Gas Processing – Fractionation

By 5 October 2016

The bottoms liquid from any gas plant may be sold as a mixed product. This is common for small, isolated plants where there is insufficient local demand. The mixed product is transported by truck, rail, barge or pipeline to a central location for further processing. Often it is more economical to separate the liquid into its various components and sell it as ethane, propane, butane, and natural gasoline. The process of separating the liquids into these components is called fractionation.
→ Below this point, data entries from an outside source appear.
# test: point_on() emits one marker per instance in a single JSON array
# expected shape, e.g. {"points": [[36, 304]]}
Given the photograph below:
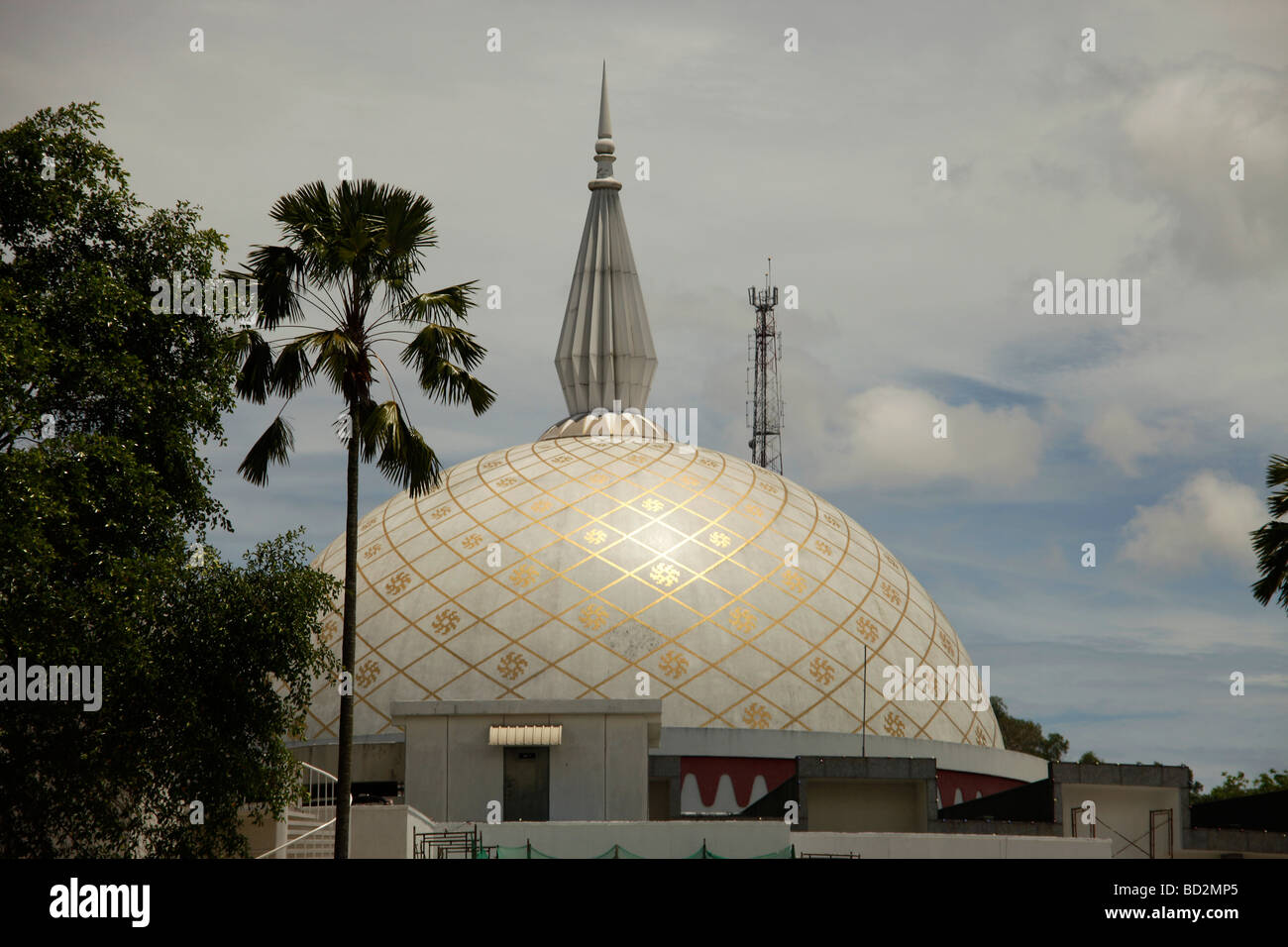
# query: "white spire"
{"points": [[605, 350]]}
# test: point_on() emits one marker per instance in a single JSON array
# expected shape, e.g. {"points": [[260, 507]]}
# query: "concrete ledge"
{"points": [[966, 758], [915, 845], [523, 707], [1244, 840]]}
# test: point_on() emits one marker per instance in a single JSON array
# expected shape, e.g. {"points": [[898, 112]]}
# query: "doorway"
{"points": [[527, 784]]}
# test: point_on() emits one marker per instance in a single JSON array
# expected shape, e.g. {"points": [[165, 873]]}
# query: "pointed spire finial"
{"points": [[604, 147], [604, 357], [605, 125]]}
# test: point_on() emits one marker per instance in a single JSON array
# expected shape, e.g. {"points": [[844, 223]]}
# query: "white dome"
{"points": [[565, 567]]}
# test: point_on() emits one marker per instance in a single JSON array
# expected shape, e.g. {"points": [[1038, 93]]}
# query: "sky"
{"points": [[915, 296]]}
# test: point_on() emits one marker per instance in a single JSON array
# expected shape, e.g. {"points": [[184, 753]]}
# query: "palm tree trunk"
{"points": [[351, 638]]}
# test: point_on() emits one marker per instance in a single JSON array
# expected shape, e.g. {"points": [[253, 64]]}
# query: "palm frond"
{"points": [[278, 273], [254, 377], [1276, 475], [404, 458], [292, 368], [447, 304], [273, 447]]}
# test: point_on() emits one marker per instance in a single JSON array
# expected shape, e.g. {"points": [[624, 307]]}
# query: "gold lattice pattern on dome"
{"points": [[625, 557]]}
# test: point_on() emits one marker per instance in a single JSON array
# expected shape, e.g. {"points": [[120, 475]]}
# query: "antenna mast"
{"points": [[765, 403]]}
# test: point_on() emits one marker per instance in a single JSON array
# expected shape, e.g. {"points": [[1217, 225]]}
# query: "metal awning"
{"points": [[524, 736]]}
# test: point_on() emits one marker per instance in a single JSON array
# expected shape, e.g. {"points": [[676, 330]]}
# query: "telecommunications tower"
{"points": [[765, 402]]}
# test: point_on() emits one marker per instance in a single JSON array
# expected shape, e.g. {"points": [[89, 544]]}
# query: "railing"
{"points": [[309, 827], [460, 844]]}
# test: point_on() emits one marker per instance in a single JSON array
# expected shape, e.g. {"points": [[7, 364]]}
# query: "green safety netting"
{"points": [[528, 851]]}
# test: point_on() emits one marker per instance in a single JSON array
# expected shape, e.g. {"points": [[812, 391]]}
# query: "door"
{"points": [[527, 784]]}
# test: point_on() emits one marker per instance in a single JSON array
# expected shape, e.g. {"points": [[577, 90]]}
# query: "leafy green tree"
{"points": [[1025, 736], [1270, 541], [104, 406], [352, 258]]}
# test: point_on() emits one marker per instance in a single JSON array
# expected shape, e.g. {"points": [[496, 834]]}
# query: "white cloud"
{"points": [[884, 436], [1185, 128], [1206, 517], [1120, 437]]}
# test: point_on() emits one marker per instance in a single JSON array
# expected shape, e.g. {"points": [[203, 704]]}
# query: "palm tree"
{"points": [[340, 253], [1271, 540]]}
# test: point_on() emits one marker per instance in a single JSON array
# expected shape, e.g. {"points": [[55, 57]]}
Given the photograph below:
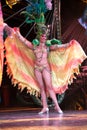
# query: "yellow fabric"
{"points": [[1, 45], [64, 64], [20, 61]]}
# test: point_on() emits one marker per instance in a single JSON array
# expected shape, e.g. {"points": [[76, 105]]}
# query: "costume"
{"points": [[64, 64]]}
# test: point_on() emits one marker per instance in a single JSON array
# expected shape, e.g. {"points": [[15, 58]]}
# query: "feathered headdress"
{"points": [[35, 13]]}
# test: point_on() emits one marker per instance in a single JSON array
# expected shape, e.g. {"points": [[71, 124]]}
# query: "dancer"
{"points": [[42, 68]]}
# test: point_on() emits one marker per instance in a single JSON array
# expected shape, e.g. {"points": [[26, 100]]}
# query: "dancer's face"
{"points": [[43, 38]]}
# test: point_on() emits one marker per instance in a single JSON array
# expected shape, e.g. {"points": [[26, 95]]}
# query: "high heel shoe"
{"points": [[44, 111], [60, 112]]}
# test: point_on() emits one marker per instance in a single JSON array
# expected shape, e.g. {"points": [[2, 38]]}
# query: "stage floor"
{"points": [[28, 119]]}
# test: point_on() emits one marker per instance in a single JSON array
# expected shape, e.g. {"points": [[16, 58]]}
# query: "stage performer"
{"points": [[54, 65]]}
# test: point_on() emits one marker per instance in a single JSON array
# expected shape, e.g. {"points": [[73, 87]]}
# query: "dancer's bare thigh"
{"points": [[47, 78]]}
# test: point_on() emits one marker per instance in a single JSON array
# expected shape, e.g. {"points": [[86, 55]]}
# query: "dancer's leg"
{"points": [[48, 83]]}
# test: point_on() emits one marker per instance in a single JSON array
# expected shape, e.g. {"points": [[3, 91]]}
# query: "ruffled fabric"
{"points": [[65, 64], [20, 65]]}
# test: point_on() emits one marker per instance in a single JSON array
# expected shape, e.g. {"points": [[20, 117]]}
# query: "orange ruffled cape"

Figure 9-4 shows a typical fractionation system for a refrigeration or lean oil plant. The liquid is cascaded through a series of distillation towers where successively heavier and heavier components (fractions) are separated as overhead gas. In this figure the liquid from the still of an absorption plant or the de-methanizer (or de-ethanizer) tower of an expansion or refrigeration plant is routed to a de-propanizer. If there is too high a fraction of butanes-plus in the propane, this can be reduced by
adjusting the de-propanizer pressure upward or reflux condensing temperature downward. If the vapor pressure of the propane exceeds the required specification this means that the fraction of methane and ethane in the inlet stream is too high. This fraction can be adjusted downward by increasing the temperature or decreasing the operating pressure of the still or tower that feeds liquid to the de-propanizer.

Simplified flow diagram of a fractionation plant.
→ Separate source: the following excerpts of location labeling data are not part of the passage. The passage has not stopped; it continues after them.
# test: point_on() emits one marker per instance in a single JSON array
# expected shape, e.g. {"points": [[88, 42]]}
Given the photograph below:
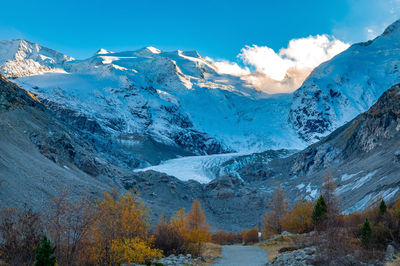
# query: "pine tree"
{"points": [[366, 233], [382, 207], [320, 212], [45, 254]]}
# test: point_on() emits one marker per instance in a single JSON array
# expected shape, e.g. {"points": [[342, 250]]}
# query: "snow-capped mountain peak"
{"points": [[347, 85], [102, 51], [23, 58]]}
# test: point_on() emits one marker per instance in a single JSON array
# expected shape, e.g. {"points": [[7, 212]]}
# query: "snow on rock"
{"points": [[176, 97], [202, 169], [22, 58], [348, 84]]}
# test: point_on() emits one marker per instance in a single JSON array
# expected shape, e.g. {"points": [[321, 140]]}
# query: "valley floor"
{"points": [[238, 255]]}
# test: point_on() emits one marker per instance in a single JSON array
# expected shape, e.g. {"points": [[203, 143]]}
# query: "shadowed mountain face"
{"points": [[363, 156], [87, 124], [40, 156]]}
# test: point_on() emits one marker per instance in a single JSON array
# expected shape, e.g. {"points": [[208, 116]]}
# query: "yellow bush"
{"points": [[133, 250], [119, 218]]}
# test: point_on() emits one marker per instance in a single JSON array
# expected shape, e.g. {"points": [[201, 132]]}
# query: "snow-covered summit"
{"points": [[348, 84], [23, 58], [176, 97]]}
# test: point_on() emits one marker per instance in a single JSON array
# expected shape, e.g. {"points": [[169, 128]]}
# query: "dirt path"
{"points": [[236, 255]]}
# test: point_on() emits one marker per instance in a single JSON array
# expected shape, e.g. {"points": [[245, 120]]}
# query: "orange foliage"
{"points": [[121, 229], [250, 236]]}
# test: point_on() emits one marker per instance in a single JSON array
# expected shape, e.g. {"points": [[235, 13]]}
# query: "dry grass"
{"points": [[273, 246], [210, 252]]}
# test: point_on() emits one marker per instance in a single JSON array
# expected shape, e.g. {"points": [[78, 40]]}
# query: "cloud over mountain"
{"points": [[285, 70]]}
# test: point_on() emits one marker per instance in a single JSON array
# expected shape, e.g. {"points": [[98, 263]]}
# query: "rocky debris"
{"points": [[300, 257], [343, 87], [361, 155], [179, 260]]}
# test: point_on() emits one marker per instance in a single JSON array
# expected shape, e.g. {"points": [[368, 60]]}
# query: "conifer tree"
{"points": [[382, 207], [45, 254], [320, 212], [366, 233]]}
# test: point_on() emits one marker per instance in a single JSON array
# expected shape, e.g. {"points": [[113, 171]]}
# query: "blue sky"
{"points": [[219, 29]]}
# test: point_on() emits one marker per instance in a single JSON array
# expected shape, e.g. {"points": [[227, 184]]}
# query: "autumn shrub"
{"points": [[121, 221], [133, 250], [226, 238], [21, 233], [250, 236], [68, 224], [168, 238]]}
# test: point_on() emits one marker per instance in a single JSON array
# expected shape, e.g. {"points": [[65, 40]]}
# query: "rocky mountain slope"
{"points": [[177, 99], [363, 157], [348, 84], [40, 156]]}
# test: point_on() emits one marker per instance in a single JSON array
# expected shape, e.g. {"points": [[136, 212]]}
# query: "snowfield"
{"points": [[202, 169]]}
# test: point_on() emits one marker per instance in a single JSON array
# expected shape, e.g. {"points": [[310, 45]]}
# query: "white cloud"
{"points": [[284, 71]]}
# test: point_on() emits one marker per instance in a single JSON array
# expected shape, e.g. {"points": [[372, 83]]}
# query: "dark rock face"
{"points": [[362, 155]]}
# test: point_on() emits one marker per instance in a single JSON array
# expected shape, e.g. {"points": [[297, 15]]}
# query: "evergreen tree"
{"points": [[45, 254], [382, 207], [320, 212], [366, 233]]}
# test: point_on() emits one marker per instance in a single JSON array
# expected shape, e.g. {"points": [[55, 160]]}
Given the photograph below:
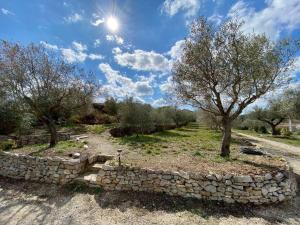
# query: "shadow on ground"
{"points": [[40, 197]]}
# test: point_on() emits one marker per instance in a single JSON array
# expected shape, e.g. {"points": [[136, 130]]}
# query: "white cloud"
{"points": [[277, 17], [78, 46], [97, 42], [73, 56], [172, 7], [159, 102], [74, 18], [143, 60], [116, 50], [216, 18], [176, 50], [296, 66], [121, 86], [7, 12], [97, 22], [49, 46], [77, 53], [119, 40], [167, 86], [96, 56]]}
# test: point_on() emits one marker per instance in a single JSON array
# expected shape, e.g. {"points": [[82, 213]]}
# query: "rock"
{"points": [[211, 177], [242, 179], [268, 176], [279, 176], [76, 155], [228, 182], [264, 191], [210, 188], [281, 197]]}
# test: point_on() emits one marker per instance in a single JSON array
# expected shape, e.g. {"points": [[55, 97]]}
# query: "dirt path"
{"points": [[291, 153], [100, 143]]}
The de-butanizer works in a similar manner. The upstream tower (depropanizer) determines the maximum vapor pressure of the butane product. If the concentration of propane-minus is too large in the inlet stream, the vapor pressure of the butane overheads will be too high. Similarly, the concentration of pentanes-plus in the butane will depend upon the reflux condensing temperature and tower operating pressure. If the pentanes-plus exceed specifications, further reflux cooling or a higher operating pressure will be needed to condense pentanes-plus from the butane overheads.

The temperature at the base of the de-butanizer determines the vapor pressure of the gasoline product. If its vapor pressure is too high, the temperature must be increased or the tower pressure decreased to drive more butanes-minus out of the bottoms liquids.

If the feed to the fractionator contains recoverable ethane, such as is likely to be the case with a cryogenic plant, then a de-ethanizer tower would be installed upstream of the de-propanizer.